From now, by simply using the formula for the expected value, it is feasible to estimate the expected reciprocal rank:
Parameter p is normally chosen near 1.
As within the case of RBP, the values of Rᵢ can either be binary or real within the range from 0 to 1. An example of ERR calculation is demonstrated within the figure below for a set of 6 documents.
On the left, all of the retrieved documents are sorted within the descending order of their relevance leading to the most effective possible ERR. Contrary to the situation on the correct, the documents are presented within the ascending order of their relevance resulting in the worst possible ERR.
ERR formula assumes that each one relevance scores are within the range from 0 to 1. In case when initial relevance scores are given from out of that range, they have to be normalised. One of the crucial popular ways to do it’s to exponentially normalise them:
We’ve got discussed all of the essential metrics used for quality evaluation in information retrieval. User-oriented metrics are used more actually because they reflect real user behaviour. Moreover, nDCG, BPR and ERR metrics have a bonus over other metrics we’ve checked out up to now: they work with multiple relevance levels making them more versatile, compared to metrics like AP, MAP or MRR that are designed just for binary levels of relevance.

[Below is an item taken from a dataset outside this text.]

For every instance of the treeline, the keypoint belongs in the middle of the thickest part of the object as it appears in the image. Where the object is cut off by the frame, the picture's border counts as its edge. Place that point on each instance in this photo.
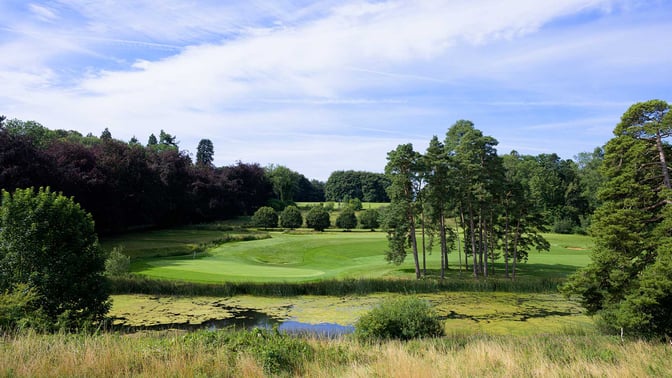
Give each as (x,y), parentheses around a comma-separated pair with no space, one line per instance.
(343,186)
(129,185)
(499,204)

Unfortunately, the entire described metrics are either discontinuous or flat making the gradient at problematic points equal to 0 and even not defined. As a consequence, it’s difficult for many rating algorithms to optimise these metrics directly. Nonetheless, numerous research has been elaborated on this area and lots of advanced heuristics have appeared under the hood of the preferred rating algorithms to resolve this issue.
All images unless otherwise noted are by the writer.